Home > Commentary and Features

Do Cartoonists Have Too Much Power?
posted October 22, 2007

This piece by a writer named Iain McWhirter in the Sunday Herald asks one of those questions which if you're like me might make you spend the time you're reading it thinking it's totally ridiculous and also wondering if it might not be absolute truth. Looking at the party resignation of Liberal Democrat Menzies Campbell, McWhirter suggests that despite the obvious free speech imperative that must allow them to do so, cartoonists have way too much power when it comes to setting the terms of broad political debate. This is because they can craft the kind of basic public image that defines a politician from the beginning of their career all the way through to its end. McWhirter further suggests that this phenomenon makes it hard for any politician with an obvious eccentricity to have the same chances at a fruitful career.
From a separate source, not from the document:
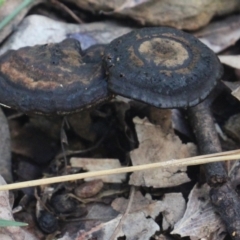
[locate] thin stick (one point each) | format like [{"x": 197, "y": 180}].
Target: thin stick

While I'm not sure the premise holds (the history of various cartoon versions of Tony Blair, for instance, showed a lot of image development that mirrored public opinion more than a take that was certain from the start) and I'm not sure that it's specific to cartooning (US politicians gain positive qualities in defeat they simply aren't allowed to have while running for high office, a parsimony that cuts across media) I have a lot of sympathy for the position. My gut says this is because how political culture has changed around the cartoonists rather than something new that cartoonists do. There's a court jester element to political cartooning that used to serve as a counter-measure to more serious inquiry and discourse and measure-taking, a kind of reminder that at heart this politician was this kind of clown, and so on. I'm not sure you can say there's anything out there in significant fashion that's halfway serious or measured in the way that makes cartooning's summary statements a counter-idea as opposed to a main idea, the same way that you have to look at something like The Daily Show differently when it's clear that's not where people are getting a different take on the news but where a significant number gets their news.